Figure 3.

Tumor-derived interleukin-6 (IL-6) promotes the accumulation of CD11b⁺Gr-1⁻F4/80⁻MHCII⁻ early-stage MDSCs (e-MDSCs) in tumors. Infiltrated CD45⁺ cells were gated. (A) The percentage of myeloid-derived suppressor cells (MDSCs) in normal spleen, tumors, and spleens resulting from 4T1 mammary cancer cells detected by flow cytometry. (B) The percentage of the indicated cell subsets in tumors and spleens from mice bearing different IL-6-expressing tumors was determined by flow cytometry. CD11b⁺Gr-1⁻ e-MDSCs from spleens and tumors were isolated, and the percentage of CD11b⁺Gr-1⁻F4/80⁺MHCII⁻ cells and CD11b⁺Gr-1⁻F4/80⁻MHCII⁺ cells in spleens (C) and tumors (D) was determined using flow cytometry. (E) The correlation analysis between tumor volumes and the percentage of tumor-infiltrating CD11b⁺Gr-1⁻F4/80⁻MHCII⁻ e-MDSCs or CD11b⁺Gr-1⁺ MDSCs (R² = 0.4491 vs. R² = 0.1482, P < 0.001, P < 0.05). (F) Correlation analysis between lung metastatic nodules and the percentage of tumor-infiltrating CD11b⁺Gr-1⁻F4/80⁻MHCII⁻ e-MDSCs or CD11b⁺Gr-1⁺ MDSCs (R² = 0.3587 vs. R² = 0.1342, P = 0.0001, P < 0.05).
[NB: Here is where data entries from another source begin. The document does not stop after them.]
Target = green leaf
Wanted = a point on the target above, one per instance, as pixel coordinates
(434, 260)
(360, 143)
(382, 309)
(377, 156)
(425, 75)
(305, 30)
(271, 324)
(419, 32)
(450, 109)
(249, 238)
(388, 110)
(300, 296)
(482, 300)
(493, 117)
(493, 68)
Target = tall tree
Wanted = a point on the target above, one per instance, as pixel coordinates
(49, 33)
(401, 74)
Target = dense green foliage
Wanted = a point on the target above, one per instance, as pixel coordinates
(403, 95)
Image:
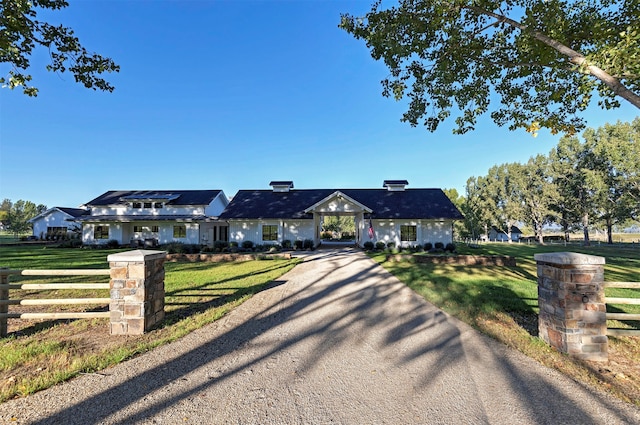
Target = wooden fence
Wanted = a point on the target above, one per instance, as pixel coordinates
(622, 316)
(5, 300)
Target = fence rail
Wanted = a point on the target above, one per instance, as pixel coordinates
(622, 316)
(5, 300)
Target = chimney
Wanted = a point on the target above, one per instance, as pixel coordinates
(281, 186)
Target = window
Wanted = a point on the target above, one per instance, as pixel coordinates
(101, 232)
(180, 231)
(269, 233)
(408, 233)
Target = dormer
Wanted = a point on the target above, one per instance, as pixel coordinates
(395, 185)
(281, 186)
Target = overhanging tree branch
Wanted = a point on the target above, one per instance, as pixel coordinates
(574, 57)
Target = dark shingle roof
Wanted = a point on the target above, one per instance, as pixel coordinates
(385, 204)
(174, 197)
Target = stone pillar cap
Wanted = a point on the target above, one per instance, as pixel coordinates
(569, 258)
(136, 255)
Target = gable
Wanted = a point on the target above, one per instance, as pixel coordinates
(171, 197)
(378, 203)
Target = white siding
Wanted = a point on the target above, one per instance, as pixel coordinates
(427, 231)
(240, 231)
(115, 232)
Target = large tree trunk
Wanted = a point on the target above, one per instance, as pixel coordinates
(539, 235)
(565, 227)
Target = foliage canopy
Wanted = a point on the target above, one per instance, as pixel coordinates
(542, 61)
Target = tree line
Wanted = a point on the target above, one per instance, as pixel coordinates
(15, 216)
(587, 181)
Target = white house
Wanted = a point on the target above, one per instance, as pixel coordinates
(497, 235)
(56, 222)
(151, 217)
(394, 213)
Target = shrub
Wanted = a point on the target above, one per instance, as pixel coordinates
(220, 246)
(274, 248)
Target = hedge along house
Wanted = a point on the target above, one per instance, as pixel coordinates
(394, 213)
(148, 218)
(57, 222)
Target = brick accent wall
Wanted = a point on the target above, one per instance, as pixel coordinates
(137, 291)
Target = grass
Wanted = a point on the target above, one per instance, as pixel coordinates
(502, 302)
(42, 353)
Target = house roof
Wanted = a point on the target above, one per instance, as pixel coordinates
(384, 204)
(134, 218)
(171, 197)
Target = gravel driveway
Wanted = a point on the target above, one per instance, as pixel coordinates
(337, 340)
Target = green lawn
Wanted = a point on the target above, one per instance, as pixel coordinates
(47, 352)
(502, 302)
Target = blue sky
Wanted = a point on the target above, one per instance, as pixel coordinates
(230, 95)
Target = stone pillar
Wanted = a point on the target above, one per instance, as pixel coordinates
(572, 315)
(137, 291)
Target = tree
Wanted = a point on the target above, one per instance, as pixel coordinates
(475, 208)
(20, 214)
(615, 172)
(459, 227)
(21, 32)
(579, 185)
(543, 60)
(502, 193)
(5, 207)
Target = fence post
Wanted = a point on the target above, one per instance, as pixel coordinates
(4, 308)
(572, 315)
(137, 291)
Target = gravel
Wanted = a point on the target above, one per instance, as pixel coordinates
(337, 340)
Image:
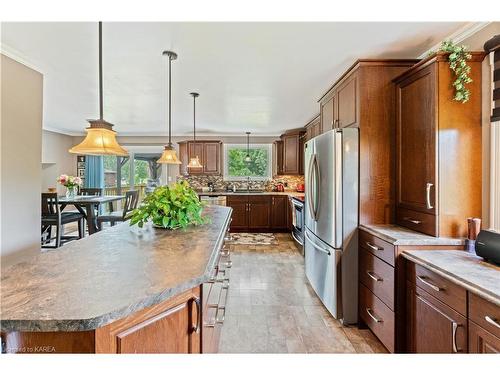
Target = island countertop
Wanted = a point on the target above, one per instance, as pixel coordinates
(462, 268)
(92, 282)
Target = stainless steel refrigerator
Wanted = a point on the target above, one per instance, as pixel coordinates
(331, 220)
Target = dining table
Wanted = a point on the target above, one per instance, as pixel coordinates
(86, 204)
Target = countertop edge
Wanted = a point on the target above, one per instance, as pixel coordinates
(100, 321)
(453, 278)
(431, 241)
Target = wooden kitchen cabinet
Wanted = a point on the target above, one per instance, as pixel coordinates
(209, 153)
(173, 326)
(292, 154)
(433, 326)
(279, 212)
(438, 149)
(259, 212)
(313, 128)
(365, 97)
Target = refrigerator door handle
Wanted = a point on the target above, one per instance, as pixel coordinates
(316, 246)
(338, 188)
(317, 179)
(310, 188)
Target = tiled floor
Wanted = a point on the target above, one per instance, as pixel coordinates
(272, 309)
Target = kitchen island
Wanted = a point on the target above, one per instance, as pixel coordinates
(122, 290)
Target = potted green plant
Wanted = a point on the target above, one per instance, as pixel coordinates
(170, 207)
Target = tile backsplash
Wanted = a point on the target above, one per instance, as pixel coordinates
(198, 182)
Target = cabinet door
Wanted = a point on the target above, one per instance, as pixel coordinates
(433, 326)
(279, 212)
(196, 149)
(347, 104)
(482, 341)
(239, 218)
(172, 331)
(259, 212)
(279, 157)
(291, 154)
(211, 158)
(416, 142)
(328, 115)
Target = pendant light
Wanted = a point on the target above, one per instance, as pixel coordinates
(195, 161)
(100, 138)
(248, 159)
(169, 155)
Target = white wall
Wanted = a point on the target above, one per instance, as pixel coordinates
(21, 155)
(56, 159)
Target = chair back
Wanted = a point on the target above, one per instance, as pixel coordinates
(98, 192)
(131, 200)
(50, 204)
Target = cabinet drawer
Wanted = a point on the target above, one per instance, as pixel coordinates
(377, 276)
(376, 246)
(415, 220)
(377, 316)
(482, 341)
(485, 314)
(444, 290)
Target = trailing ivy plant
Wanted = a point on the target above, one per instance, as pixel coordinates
(458, 56)
(170, 207)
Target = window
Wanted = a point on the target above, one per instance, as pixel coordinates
(236, 168)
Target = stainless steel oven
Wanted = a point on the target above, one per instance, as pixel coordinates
(298, 227)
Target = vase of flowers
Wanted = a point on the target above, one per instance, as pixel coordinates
(71, 183)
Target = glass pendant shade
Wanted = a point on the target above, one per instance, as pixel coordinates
(194, 163)
(169, 156)
(100, 140)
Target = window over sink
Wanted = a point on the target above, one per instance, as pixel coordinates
(237, 168)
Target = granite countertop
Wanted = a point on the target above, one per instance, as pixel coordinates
(402, 236)
(218, 193)
(92, 282)
(462, 268)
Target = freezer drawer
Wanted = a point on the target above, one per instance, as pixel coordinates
(322, 264)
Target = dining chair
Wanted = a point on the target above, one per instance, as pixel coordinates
(53, 217)
(131, 200)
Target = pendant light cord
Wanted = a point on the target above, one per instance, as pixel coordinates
(101, 114)
(170, 100)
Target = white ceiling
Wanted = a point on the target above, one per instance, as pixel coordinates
(258, 77)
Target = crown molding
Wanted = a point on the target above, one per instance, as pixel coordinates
(19, 57)
(460, 35)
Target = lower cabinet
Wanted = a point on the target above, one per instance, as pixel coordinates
(433, 327)
(442, 317)
(170, 327)
(263, 213)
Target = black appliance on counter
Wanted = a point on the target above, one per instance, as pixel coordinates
(488, 246)
(298, 227)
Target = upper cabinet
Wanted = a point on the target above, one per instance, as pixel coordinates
(290, 153)
(438, 149)
(364, 97)
(313, 128)
(209, 153)
(339, 108)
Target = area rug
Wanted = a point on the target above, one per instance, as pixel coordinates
(253, 239)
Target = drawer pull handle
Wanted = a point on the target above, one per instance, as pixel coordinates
(375, 319)
(455, 326)
(492, 321)
(430, 285)
(373, 247)
(374, 276)
(412, 220)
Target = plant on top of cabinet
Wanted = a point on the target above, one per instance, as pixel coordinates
(457, 58)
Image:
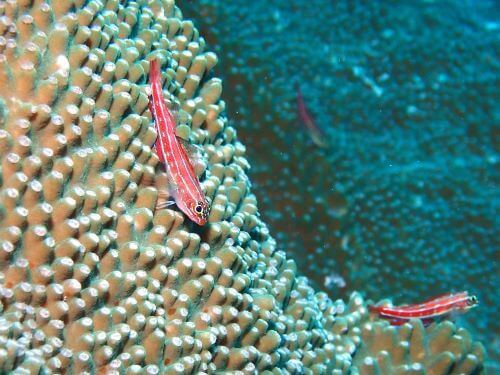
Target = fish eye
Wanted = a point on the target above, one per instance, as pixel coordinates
(472, 300)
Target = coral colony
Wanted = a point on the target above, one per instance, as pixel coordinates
(95, 278)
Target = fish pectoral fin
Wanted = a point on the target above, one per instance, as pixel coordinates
(192, 150)
(195, 155)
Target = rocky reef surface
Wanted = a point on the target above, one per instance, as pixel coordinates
(95, 279)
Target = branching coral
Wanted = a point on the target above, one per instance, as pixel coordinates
(93, 278)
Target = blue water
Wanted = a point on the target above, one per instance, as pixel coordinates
(404, 203)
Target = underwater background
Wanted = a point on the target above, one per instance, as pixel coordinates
(403, 202)
(365, 133)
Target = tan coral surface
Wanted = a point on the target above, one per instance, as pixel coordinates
(93, 278)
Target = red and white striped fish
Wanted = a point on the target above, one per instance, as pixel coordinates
(184, 186)
(427, 311)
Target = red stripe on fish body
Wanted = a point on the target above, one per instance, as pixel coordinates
(186, 191)
(432, 309)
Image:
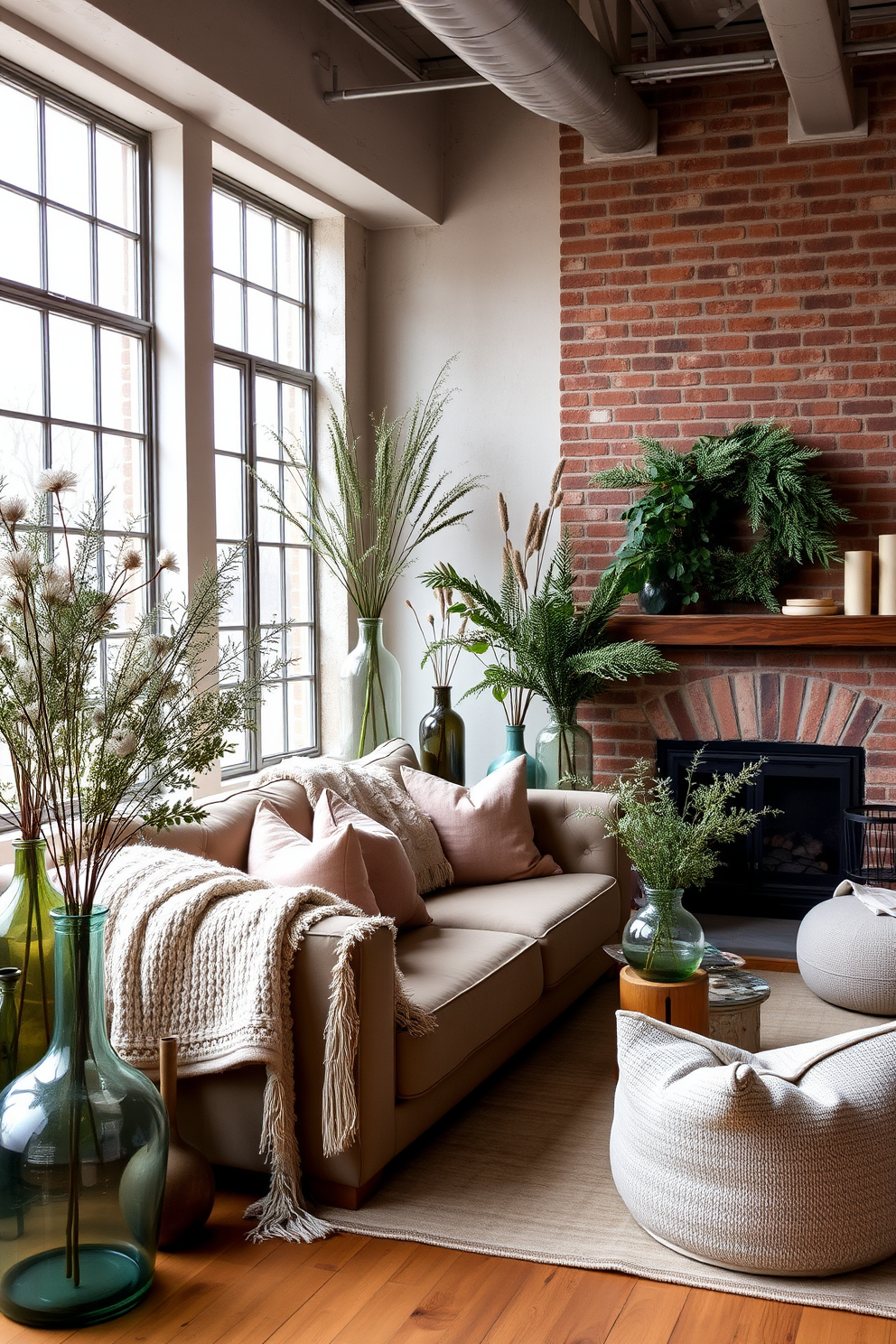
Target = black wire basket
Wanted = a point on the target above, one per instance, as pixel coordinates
(869, 843)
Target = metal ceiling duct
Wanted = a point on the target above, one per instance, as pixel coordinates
(807, 35)
(540, 54)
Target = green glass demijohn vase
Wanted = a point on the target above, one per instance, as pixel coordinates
(27, 941)
(369, 690)
(662, 939)
(443, 740)
(83, 1152)
(565, 753)
(513, 748)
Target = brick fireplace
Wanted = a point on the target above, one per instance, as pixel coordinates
(772, 695)
(733, 277)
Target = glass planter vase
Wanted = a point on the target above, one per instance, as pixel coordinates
(369, 686)
(26, 941)
(443, 749)
(515, 746)
(565, 753)
(83, 1149)
(662, 939)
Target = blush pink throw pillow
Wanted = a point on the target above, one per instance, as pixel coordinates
(285, 858)
(485, 831)
(388, 870)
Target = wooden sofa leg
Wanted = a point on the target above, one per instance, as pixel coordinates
(342, 1197)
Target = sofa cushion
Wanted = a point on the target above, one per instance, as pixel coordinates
(388, 868)
(570, 916)
(485, 831)
(474, 983)
(283, 856)
(223, 835)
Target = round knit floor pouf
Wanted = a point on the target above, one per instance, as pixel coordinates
(848, 956)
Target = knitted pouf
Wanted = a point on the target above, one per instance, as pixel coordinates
(848, 956)
(778, 1162)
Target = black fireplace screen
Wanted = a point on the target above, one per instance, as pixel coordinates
(791, 861)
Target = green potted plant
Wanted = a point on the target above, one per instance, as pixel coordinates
(535, 639)
(367, 537)
(107, 727)
(677, 539)
(675, 850)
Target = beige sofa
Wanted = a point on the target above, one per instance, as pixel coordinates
(495, 966)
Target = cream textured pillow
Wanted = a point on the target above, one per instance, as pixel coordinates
(778, 1162)
(485, 831)
(388, 870)
(286, 859)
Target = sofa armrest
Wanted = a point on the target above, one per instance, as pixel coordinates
(372, 963)
(581, 845)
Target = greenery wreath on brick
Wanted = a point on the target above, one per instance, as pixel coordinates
(678, 528)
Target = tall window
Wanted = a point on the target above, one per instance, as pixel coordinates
(262, 397)
(74, 305)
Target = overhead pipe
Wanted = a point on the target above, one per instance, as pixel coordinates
(542, 55)
(807, 35)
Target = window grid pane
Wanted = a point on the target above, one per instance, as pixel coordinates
(74, 375)
(259, 258)
(251, 410)
(71, 209)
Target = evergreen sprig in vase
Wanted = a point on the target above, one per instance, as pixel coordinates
(443, 740)
(27, 942)
(83, 1148)
(369, 687)
(565, 753)
(662, 939)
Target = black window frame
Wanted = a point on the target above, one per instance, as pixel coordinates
(253, 367)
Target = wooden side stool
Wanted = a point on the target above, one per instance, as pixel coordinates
(681, 1003)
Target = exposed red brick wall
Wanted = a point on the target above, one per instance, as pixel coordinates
(733, 277)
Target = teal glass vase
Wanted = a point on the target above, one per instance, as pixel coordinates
(513, 748)
(565, 753)
(443, 740)
(83, 1152)
(27, 941)
(369, 693)
(662, 939)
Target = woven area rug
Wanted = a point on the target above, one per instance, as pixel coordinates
(521, 1168)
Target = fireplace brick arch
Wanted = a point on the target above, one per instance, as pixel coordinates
(764, 705)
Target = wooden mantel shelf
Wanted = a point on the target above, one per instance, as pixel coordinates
(844, 632)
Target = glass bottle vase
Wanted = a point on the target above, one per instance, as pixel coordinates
(443, 748)
(662, 939)
(565, 756)
(26, 941)
(83, 1148)
(369, 686)
(515, 746)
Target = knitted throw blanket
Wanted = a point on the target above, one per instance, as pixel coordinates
(375, 792)
(204, 953)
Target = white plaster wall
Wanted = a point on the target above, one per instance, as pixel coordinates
(482, 285)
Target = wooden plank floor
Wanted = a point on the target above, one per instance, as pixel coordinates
(363, 1291)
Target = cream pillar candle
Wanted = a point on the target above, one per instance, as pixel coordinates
(857, 583)
(887, 575)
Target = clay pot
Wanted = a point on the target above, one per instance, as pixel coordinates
(190, 1184)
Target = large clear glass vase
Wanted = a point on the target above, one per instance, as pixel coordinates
(27, 941)
(662, 939)
(369, 686)
(83, 1149)
(565, 756)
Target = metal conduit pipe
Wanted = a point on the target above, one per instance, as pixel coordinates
(540, 54)
(807, 35)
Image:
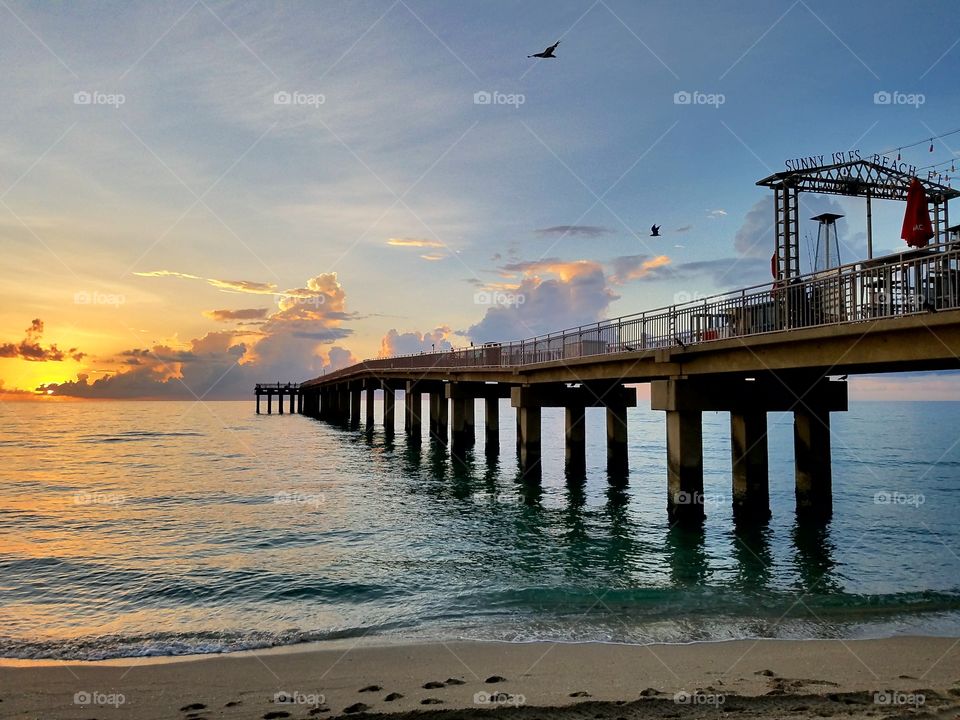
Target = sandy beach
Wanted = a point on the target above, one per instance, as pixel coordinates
(899, 677)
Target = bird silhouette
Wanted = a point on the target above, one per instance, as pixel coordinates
(548, 53)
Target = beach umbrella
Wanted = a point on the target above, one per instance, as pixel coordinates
(917, 228)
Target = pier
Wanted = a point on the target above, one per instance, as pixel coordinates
(785, 346)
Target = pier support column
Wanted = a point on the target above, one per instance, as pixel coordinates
(811, 446)
(355, 406)
(575, 453)
(618, 462)
(492, 425)
(685, 466)
(751, 485)
(462, 431)
(389, 413)
(439, 416)
(413, 406)
(370, 397)
(529, 419)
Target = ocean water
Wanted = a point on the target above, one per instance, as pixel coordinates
(155, 528)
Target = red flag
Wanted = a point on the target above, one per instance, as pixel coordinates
(917, 228)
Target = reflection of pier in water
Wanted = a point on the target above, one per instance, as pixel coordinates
(750, 352)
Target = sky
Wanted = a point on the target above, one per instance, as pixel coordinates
(197, 196)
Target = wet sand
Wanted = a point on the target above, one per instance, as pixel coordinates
(898, 677)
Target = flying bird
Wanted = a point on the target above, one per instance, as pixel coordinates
(548, 53)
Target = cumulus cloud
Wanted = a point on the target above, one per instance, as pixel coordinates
(547, 295)
(415, 242)
(244, 314)
(574, 230)
(408, 343)
(636, 267)
(301, 339)
(32, 350)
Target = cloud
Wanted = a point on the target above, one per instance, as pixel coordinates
(242, 286)
(636, 267)
(574, 230)
(31, 350)
(408, 343)
(548, 295)
(299, 340)
(415, 242)
(228, 315)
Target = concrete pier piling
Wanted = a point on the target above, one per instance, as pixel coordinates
(811, 398)
(575, 435)
(413, 407)
(389, 402)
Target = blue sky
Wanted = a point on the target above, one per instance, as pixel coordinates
(201, 172)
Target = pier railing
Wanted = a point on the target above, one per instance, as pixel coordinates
(263, 388)
(914, 281)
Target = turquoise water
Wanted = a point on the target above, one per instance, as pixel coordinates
(170, 528)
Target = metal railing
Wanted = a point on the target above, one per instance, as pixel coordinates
(270, 387)
(914, 281)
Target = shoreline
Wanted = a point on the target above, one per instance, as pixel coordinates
(768, 676)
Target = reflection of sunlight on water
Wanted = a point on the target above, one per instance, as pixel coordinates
(163, 527)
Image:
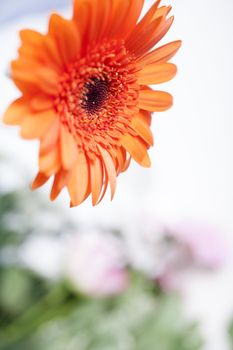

Infiltration of CD11b⁺ cells (G), Gr-1⁺ cells (H), and CD3⁺ T cells (I) in tumors expressing different amounts of IL-6 was determined by immunohistochemistry. Five high-power fields (400× magnification) for each tissue section were selected randomly for histology evaluation. (J) BrdU (50 mg/kg) was injected by tail vein separately to mice bearing 4T1^WT, 4T1^NC, or 4T1^IL-6low tumors, and proliferative T cells labeled with BrdU in tumors and spleens were detected. T cells in spleen of normal mice were used as control (*P < 0.05; **P < 0.01; and ***P < 0.0001).